Why would we make college education more expensive when we want more people to go? Why would take 140,000 kids -- or 45,000 kids -- out of Head Start programs when we know young, poor kids need a chance to get off to a good start in school? Why would we do that? (Applause.) Why would we take college scholarships away from 150,000 young people when we need more people to go to college? (Applause.) Why would we cut the research budget of the United States when Japan, in the midst of a terrible recession, just voted to double their research budget? Whey would we do these things?

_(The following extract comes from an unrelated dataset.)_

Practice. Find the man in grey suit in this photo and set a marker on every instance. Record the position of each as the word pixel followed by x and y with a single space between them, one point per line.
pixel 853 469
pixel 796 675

It is my job to be true to our common values, to stand up for our economic interests, and to look down the road toward the future for the young people of this country. That is what this struggle is all about. This country is on a roll. The economy is going in the right direction. The government has a lot of work to do, but it is changing in the right direction. And, most important of all, the American people are getting their act together. There is a remarkable resurgence of personal responsibility for self, for family, and for community. It would be a travesty if we at this moment, when we have things going in the right direction, when all of the problems we have require us to keep going and do more in that direction, if we took a terrible veer off into the dark waters of some extremist theory that drug this country into more division, in more problems, in more heartache, and that compromise the future of these young people. There is no country in the world better positioned than the United States for the 21st century.
And so what I say to you tonight, these folks you're honoring and the person you helped to make president, we're going to do our best to give you that future. You rear back, relax, enjoy it, and help us fight for it.